I am running a process in parallel using the doParallel/Foreach backend in R. I'm registering a set of 20 cores as a cluster, and running the process about 100 times. I'm passing a matrix to each iteration of the parallel processes, and in the sub-process I replace the matrix with a random sample of its own rows. What I'm wondering is: should I expect that this modification persists for subsequent iterations handled by the same child process? E.g., when child process 1 finishes its first iteration, does it start the second iteration with the original matrix, or the random sample?

A minimal example:

   library(doParallel)

   X <- matrix(1:400, ncol=4)

   cl<-makeCluster(2)
   clusterExport(X)
   registerDoParallel(cl)


   results<-foreach(i=1:100) %dopar% {
       set.seed(12345)
       X <- X[sample.int(nrow(X),replace=TRUE),]
       X
   }

EDIT:

To be clear, if indeed the object will persist across iterations by the same worker process, this is not my desired behavior. Rather, I want to have each iteration take a fresh random sample of the original matrix, not a random sample of the most recent random sample (I recognize that in my minimal example it would moreover create the same random sample of the original matrix each time, due to the seed set--in my actual application I deal with this).

1

1 Answers

1
votes

Side effects within a cluster worker that persistent across iterations of a foreach loop are possible, but that is not a supported feature of foreach. Programs that take advantage of it probably won't be portable to different parallel backends, and may not work with newer versions of the software. In fact, I tried to make that kind of side effect impossible when I first wrote foreach, but I eventually gave up.
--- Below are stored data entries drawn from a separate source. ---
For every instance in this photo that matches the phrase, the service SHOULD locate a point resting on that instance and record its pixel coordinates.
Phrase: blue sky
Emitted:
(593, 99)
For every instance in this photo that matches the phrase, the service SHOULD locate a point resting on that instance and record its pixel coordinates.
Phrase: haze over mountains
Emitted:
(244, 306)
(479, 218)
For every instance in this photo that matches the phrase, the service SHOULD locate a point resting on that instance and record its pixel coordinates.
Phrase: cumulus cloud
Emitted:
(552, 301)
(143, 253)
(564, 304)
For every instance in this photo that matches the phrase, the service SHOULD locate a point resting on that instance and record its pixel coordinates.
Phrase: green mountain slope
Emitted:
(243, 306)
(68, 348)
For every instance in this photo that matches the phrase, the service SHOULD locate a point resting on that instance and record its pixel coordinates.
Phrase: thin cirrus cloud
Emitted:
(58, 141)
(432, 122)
Note that in your case, you're not modifying the copy of X that was explicitly exported to the workers: you're modifying a copy that was auto-exported to the workers by doParallel. That has probably been a source of confusion to you.
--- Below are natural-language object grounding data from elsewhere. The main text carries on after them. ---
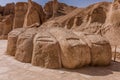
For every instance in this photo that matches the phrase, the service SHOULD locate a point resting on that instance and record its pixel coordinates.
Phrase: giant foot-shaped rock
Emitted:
(25, 45)
(46, 51)
(12, 40)
(75, 52)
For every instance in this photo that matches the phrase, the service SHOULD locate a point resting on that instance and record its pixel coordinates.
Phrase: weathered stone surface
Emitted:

If you really want to do this, I suggest that you turn off auto-exporting of X and then modify the explicitly exported copy so that the program should be well defined and portable, although a bit ugly. Here's an example:

library(doParallel)
cl <- makePSOCKcluster(2)
registerDoParallel(cl)
X <- matrix(0, nrow=4, ncol=4)
clusterExport(cl, 'X')
ignore <- clusterApply(cl, seq_along(cl), function(i) ID <<- i)
results <-
  foreach(i=1:4, .noexport='X') %dopar% {
    X[i,] <<- ID
    X
  }
finalresults <- clusterEvalQ(cl, X)

results contains the matrices after each task, and finalresults contain the matrices on each of the workers after the foreach loop has completed.


Update

In general, the body of the foreach loop shouldn't modify any variable that is outside of the foreach loop. I only modify variables that I created previously in the same iteration of the foreach loop. If you want to make a modified version that is only used within that iteration, use a different variable name.